Ethical leadership is an essential component of thriving, reputable organizations. A 2018 Ethics & Compliance Initiative survey of over 5,000 U.S. employees across various industries concluded that employees who saw signs of dynamic communication and workplace trust were 15x more likely to believe that their organization deliberately considered and recognized ethical behavior.  

Ethical leadership impacts company culture and positively affects an organization’s external reputation. Business leaders interested in positively influencing internal workforce culture and shaping their companies’ community standing can build a stronger ethical leadership foundation with an advanced leadership degree.   

The Importance of Ethical Leadership in an Organization

Professionals in leadership positions should commit to the high ethical standards outlined in the company’s mission statement. The mission statement should clearly establish the company’s vision to affirm its culture and relay to consumers its ethical philosophy. Effective leaders model a commitment to ethics in their personal conduct as well as work to ensure that management and employees come together to fulfill the company’s vision.

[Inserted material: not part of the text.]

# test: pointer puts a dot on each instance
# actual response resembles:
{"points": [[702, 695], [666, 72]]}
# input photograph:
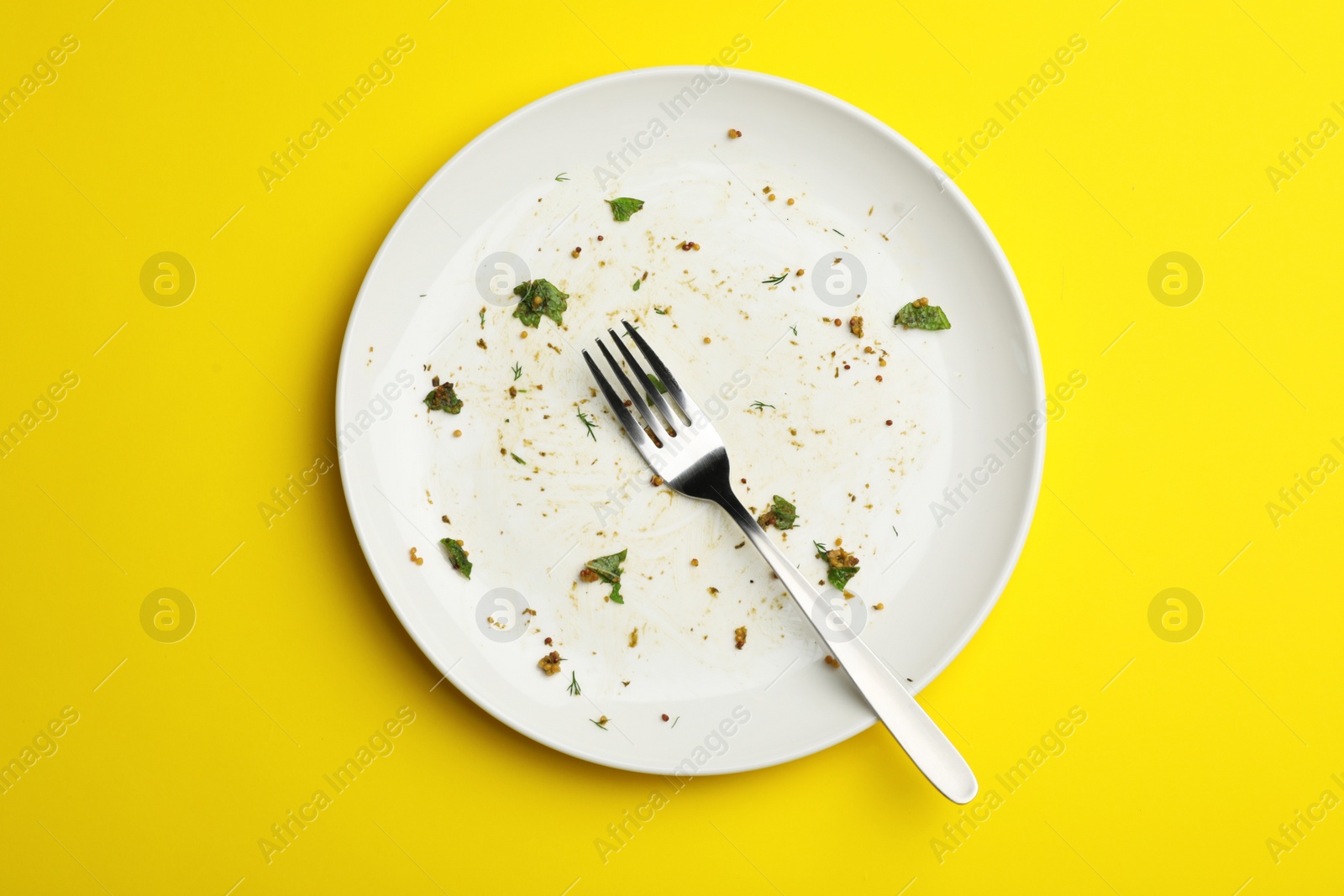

An organization's mission statement lays the foundation for how leaders should conduct business. These guiding principles can help establish behavioral tactics on how to engage employees. One behavioral tactic is the practice of self-awareness — the act of observing one’s behavior to eliminate negative actions. Business leaders can use this tactic to identify negative behavioral traits that go against organizational values and impede employee engagement and performance. Employees expect those in leadership positions to epitomize organizational values and base their own conduct on the actions of their leaders.

Professionals in these positions must be aware of the importance of behaving ethically toward employees. They must work to promote equity free of preconceived cultural biases, including their own, educating themselves and others about cultural sensitivity. Moreover, they must foster an environment that allows employees to express concerns about workplace biases.

Effective business leaders prioritize employees’ needs by encouraging them to constructively convey their opinions and concerns. Open communication strategies can promote productivity and create a supportive environment. Those in leadership positions can promote an open-door policy that demonstrates to employees that they’re valued.

External Benefits of Ethical Leadership

An organization that operates ethically reaps a variety of external benefits. Consumers sharing similar values may exhibit increased loyalty. For example, consumers who value the fair treatment of garment workers may prefer to purchase clothing from a company that’s transparent about its manufacturing policies and supports workers’ rights.

Organizations that value their employees, communities, and customers as much as profits foster positive corporate behavior that improves their public reputation. Some of these organizations make it a social responsibility to give back to at-risk communities. The shoe company Toms, for example, gives back to the community as part of its mission; for every $3 earned, the organization gives $1 to at-risk communities.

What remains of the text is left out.